Friday, March 2, 2012

Does Unemployment Affect Credit Score?

A person's credit score is a calculation -- made using formulas developed by credit reporting agencies -- of an individual's creditworthiness. Credit scores have a number of uses. Although primarily used by lenders to determine if and at what rate to issue a borrower a loan, they may also be used by employers or landlords to make an estimate of an individual's reliability. Unemployment does not affect a person's credit score.

Unemployment Benefits

    When a person loses his job, he may or may not be eligible for benefits issued by the government to the unemployed, colloquially referred to as unemployment benefits.
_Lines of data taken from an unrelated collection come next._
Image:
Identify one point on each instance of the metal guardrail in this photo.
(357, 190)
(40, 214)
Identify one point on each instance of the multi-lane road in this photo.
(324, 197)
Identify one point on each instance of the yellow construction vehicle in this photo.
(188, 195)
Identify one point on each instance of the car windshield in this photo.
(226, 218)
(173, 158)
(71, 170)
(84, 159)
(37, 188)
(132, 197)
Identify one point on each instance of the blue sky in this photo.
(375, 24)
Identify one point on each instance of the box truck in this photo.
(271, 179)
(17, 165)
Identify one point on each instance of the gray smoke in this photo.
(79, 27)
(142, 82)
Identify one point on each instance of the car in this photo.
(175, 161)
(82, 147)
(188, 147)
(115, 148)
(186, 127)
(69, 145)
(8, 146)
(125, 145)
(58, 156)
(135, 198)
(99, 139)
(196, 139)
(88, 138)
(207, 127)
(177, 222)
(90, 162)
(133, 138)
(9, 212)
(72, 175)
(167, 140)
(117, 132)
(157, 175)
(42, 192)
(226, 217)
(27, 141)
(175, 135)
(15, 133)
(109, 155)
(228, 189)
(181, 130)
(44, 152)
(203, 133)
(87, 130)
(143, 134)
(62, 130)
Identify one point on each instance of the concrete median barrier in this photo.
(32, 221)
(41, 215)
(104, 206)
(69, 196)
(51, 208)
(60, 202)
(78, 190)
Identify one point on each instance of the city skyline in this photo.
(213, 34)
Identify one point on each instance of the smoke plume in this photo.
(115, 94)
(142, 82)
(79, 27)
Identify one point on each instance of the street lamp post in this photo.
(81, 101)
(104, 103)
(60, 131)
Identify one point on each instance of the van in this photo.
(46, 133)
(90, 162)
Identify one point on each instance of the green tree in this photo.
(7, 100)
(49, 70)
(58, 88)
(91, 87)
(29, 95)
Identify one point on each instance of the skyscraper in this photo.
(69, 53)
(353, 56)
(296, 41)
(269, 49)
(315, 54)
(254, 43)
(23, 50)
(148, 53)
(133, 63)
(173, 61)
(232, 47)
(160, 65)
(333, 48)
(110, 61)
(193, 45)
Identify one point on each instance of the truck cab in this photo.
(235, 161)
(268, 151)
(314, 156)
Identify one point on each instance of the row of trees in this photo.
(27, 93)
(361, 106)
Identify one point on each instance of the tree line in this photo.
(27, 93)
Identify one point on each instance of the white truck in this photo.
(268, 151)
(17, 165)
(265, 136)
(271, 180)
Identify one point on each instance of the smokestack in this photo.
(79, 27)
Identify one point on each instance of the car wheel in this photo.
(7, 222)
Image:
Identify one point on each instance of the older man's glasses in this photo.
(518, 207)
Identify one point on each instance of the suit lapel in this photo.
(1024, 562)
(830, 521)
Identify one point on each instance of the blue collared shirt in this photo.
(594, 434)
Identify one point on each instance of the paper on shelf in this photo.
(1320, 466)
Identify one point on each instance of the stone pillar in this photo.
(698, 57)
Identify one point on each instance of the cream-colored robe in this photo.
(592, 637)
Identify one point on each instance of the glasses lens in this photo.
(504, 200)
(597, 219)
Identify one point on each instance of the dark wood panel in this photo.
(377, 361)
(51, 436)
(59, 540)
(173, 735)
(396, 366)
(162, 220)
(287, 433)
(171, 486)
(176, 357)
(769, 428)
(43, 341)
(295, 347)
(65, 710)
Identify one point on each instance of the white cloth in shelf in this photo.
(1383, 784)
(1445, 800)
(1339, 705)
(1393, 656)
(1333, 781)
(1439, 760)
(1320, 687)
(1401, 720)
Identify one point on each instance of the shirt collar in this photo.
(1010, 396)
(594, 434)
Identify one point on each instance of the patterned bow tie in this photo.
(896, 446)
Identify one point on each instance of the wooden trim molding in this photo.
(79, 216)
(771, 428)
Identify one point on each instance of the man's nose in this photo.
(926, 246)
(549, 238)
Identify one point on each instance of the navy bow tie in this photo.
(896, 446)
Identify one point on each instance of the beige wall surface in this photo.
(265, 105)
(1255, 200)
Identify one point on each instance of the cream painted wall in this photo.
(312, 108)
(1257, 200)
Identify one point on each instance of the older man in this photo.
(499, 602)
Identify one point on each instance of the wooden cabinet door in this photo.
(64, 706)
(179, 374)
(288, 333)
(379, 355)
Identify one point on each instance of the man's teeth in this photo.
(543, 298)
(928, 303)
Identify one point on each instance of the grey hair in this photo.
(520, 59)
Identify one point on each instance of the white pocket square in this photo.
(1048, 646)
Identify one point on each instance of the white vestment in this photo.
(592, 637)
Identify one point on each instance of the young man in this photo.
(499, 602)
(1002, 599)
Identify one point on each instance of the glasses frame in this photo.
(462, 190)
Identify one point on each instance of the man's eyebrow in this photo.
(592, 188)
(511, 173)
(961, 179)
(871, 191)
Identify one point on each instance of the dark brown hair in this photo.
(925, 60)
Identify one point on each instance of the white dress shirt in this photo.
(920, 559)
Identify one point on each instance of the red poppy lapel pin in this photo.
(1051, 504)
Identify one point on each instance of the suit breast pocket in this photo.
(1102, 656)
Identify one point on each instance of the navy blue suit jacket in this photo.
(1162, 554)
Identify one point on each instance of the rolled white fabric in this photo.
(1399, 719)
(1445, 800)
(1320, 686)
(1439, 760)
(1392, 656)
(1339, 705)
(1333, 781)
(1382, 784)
These benefits are only temporarily provided to the worker while he looks for a new job. However, a public record of who is receiving unemployment benefits is unavailable. Therefore, credit reporting companies cannot learn who is receiving these benefits.

Credit Report

    Credit reports -- the basis for credit scores -- include a variety of information about a person's financial status and credit history. However, credit reports include absolutely no information about a person's current employment or his income. Even if a credit reporting agency were to learn that a person was unemployed, it would not place this information in a credit report. Therefore, unemployment cannot affect a person's credit score.

Lending Decisions

    Credit scores are determined using only information included within a credit report. If information -- such as the fact that a person is without a job or is receiving unemployment benefits -- doesn't show up on the report, it will not have any impact on the person's credit score. However, individual lenders may still ask about a prospective borrower's employment status and may still make lending decisions based on this information.

Considerations

    Although being unemployed will not directly affect a person's credit score, it might indirectly affect it if the person goes deeper into debt due to his reduced income. If the person takes on too much debt or defaults on his debt, then his credit score will likely go down. Unemployment can make it difficult for the person to get out of this hole. making it an indirect cause of a bad credit score.